Things About Me and You
You live in a city where there is music. You don't play, but listen. In bars, cafes, on streets, in beds. They crave listeners. You learned quickly. The U-Haul seat was still warm.
The women in your city are mysterious and know everything. You pretend you know nothing. It earns you things. I hate when you do this: I miss your minimal effort. You know things by the end of the weekend, but forget by the next time you are here. Three weeks, then five weeks, then occasionally. It's coming up on rarely. I live next door to your parents. It won't be never unless I move.
My iPod is devoted to girl singer-songwriters, some earnest, some angry. You scoff. You won't buy a ticket, but you listen when you are in their studio apartments, after eating vegan chili, drinking vinegary red wine. You listen when they sit barefoot, cross-legged, long, flowy-skirted, freckle-chested, tank-topped, delicate collarboned, performing for you.
When I think about moving, it is to your city. I wanted to move there before I met you. You took it from me like the thing you still call me. In your city, four pretty girls with guitars answer to "sweetest." I might move there someday.

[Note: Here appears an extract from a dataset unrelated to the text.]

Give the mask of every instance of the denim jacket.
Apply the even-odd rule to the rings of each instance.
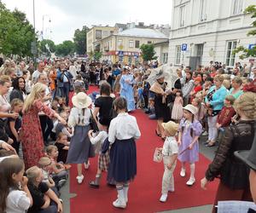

I have known you for two years, since your parents moved into the condo next to mine. You complain about everything. The single bathroom, the twin bed with musty sheets, the time you heard them having sex. I don't say anything. I miss seeing my mom. I miss my dad.
You sleep in my bed instead of the twin. You discovered me on your first visit. You were the lucky one. If karma existed, you would not have generous, loving parents, a bartending job that pays more than most college graduates earn, that face. That face and its geometry. Symmetry of lines and angles, radii. Cheekbones, jaw line, mouth. Scientists have proven the obvious. You and your balanced face will always be luckiest. I like my crooked nose and the fact that I have to work for things. You made me realize. You are thanked enough.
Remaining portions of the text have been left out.